Fun with Statistics and the Gun Control Debate
Gun
control advocates often contend that more gun deaths occur when guns
are abundant in society. The statistics they use to make the case are
not persuasive.
The most commonly cited evidence for the linkage is that the states with higher gun death rates also tend to be the states in which gun owners are a higher percentage of the population.
The scatter plot in Figure 1 compares the gun death rate to the gun ownership rate. One can readily see that states with lots of gun-owners also tend to have high gun death rates. It is not a perfect relationship, but any objective observer will accept that the scatter plot suggests a linkage.
The problem is that gun control advocates often treat this scatter-plot as prima facie evidence when in fact it suggests only a possible
relationship. Because this statistical "science" appears to support
their theory, gun control advocates rarely care to look into the matter
any deeper. This is a subtle form of confirmation bias.
The scatter plot in Figure 1 is based on the most commonly used data (CDC and Kalesan et al). It is an accurate representation of what is referred to in statistics as linear regression. On the vertical axis is plotted the phenomenon we are trying to explain — the gun death rate. By convention, the horizontal axis is used to plot the theorized cause of variations in the gun death rate — in this instance, the gun ownership rate.

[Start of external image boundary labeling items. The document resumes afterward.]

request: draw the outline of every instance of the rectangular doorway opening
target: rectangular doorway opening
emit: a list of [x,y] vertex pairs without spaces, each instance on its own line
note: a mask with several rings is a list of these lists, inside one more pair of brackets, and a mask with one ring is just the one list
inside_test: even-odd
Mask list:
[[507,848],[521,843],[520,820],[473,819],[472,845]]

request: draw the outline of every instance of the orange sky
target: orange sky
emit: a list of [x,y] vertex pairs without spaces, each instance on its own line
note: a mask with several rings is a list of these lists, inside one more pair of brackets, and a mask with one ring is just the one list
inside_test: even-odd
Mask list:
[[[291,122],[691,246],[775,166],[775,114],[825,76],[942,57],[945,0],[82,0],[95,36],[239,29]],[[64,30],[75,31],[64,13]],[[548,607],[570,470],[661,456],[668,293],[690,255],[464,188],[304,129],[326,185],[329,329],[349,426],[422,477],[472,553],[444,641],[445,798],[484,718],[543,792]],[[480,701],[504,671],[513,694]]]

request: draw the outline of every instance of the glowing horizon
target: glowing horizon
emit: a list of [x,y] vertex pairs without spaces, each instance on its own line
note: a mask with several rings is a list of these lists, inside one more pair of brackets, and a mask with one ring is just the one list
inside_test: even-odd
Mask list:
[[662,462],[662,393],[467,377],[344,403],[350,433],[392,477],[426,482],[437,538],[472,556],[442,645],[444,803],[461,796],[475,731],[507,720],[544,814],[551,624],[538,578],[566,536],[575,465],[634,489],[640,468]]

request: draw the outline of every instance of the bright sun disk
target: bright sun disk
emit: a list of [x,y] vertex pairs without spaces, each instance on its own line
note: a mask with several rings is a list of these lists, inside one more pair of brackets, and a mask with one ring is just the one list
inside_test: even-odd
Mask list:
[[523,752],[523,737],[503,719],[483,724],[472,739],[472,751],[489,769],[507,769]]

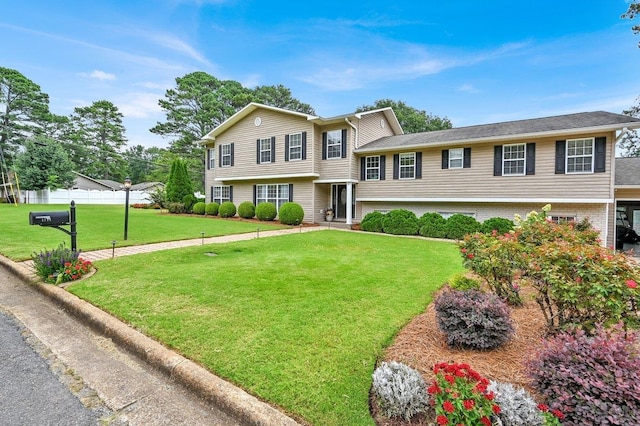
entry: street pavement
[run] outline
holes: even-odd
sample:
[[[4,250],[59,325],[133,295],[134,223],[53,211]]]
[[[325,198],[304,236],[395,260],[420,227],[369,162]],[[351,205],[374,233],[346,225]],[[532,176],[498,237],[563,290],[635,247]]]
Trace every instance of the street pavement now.
[[[2,311],[0,342],[0,424],[88,426],[111,415],[24,326]],[[75,385],[77,396],[67,383]],[[96,401],[87,407],[79,398]]]

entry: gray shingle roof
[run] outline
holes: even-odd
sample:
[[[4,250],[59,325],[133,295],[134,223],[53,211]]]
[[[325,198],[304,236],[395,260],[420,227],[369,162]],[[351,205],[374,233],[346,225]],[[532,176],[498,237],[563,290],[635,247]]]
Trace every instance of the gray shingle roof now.
[[[558,115],[554,117],[533,118],[529,120],[508,121],[504,123],[482,124],[477,126],[457,127],[435,132],[412,133],[406,135],[387,136],[370,142],[356,152],[387,150],[393,148],[414,147],[422,145],[450,145],[457,142],[474,142],[489,139],[506,139],[508,137],[535,136],[554,132],[570,132],[571,130],[603,127],[640,127],[640,119],[627,115],[605,111],[582,112],[577,114]]]
[[[616,158],[615,184],[640,186],[640,157]]]

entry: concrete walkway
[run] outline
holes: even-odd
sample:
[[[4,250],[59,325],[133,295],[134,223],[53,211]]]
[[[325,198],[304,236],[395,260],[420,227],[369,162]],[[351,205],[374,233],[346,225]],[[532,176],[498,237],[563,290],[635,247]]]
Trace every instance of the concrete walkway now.
[[[97,261],[323,229],[327,227],[296,227],[116,247],[115,250],[83,252],[81,257]],[[278,409],[66,290],[42,284],[35,275],[32,261],[13,262],[0,256],[0,267],[13,274],[13,277],[6,273],[0,275],[4,277],[0,280],[0,306],[96,390],[108,408],[118,413],[115,424],[298,425]],[[17,285],[16,277],[32,285]]]

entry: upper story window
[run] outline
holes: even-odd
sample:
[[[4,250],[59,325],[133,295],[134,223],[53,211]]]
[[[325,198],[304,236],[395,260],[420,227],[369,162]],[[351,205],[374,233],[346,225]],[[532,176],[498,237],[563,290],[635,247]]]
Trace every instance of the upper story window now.
[[[526,144],[503,145],[502,174],[504,176],[524,175]]]
[[[415,179],[416,177],[416,153],[408,152],[400,154],[400,179]]]
[[[259,163],[265,164],[271,162],[271,138],[260,139],[258,141]]]
[[[593,173],[594,139],[567,140],[567,173]]]
[[[464,158],[464,149],[463,148],[455,148],[449,150],[449,168],[450,169],[461,169],[462,168],[462,160]]]
[[[342,158],[342,131],[327,132],[327,158]]]
[[[233,144],[220,145],[220,167],[233,166]]]
[[[225,201],[233,201],[233,189],[229,185],[216,185],[211,187],[211,201],[222,204]]]
[[[302,160],[302,133],[289,135],[289,161]]]
[[[216,166],[216,150],[215,148],[209,148],[207,151],[208,160],[207,164],[209,169],[213,169]]]
[[[380,180],[380,156],[374,155],[365,159],[365,179]]]

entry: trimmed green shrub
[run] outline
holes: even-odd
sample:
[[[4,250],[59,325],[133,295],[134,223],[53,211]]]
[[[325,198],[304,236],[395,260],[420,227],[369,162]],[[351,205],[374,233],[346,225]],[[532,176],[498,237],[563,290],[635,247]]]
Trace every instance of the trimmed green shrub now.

Each point represents an individual state. The straight line running through the points (the regression line) seeks the middle and summarizes the average amount of change in the gun death rate associated with a given amount of change in the gun ownership rate.
There are all sorts of problems with the accuracy and the relevance of the data used to construct this scatter-plot. A serious evaluation of the possible relationship between gun deaths and gun availability would call for better data, but since the objective in this essay is only to reveal some pitfalls associated with conclusions based on regression and correlation there is good reason to use the same data sources as those who draw faulty conclusions from them.
Statisticians rely on a computed number known as the correlation coefficient to measure the degree to which the plotted points line up on the regression line. If all plotted points fall on the line, the correlation coefficient will be one. If the points are randomly scattered, then it will approach zero. Virtually any scatter plot that involves human behavior rather than physical processes will fail to approach either extreme.
The scatter-plot presented in Figure 1 has a computed correlation coefficient of 0.697. This is over two thirds of the way from zero to a perfect one and suggests a strong relationship between gun deaths and gun ownership.
But sometimes a lot can be learned by comparing the correlation coefficients for two different relationships. Let's look at data for vehicular death rates and vehicle ownership rates. For both gun deaths and highway deaths, we might expect that a higher prevalence of the device involved (guns or cars) will contribute to the likelihood of the event occurring. Once again, the data are taken from the most commonly used sources (IIHS and Wikipedia).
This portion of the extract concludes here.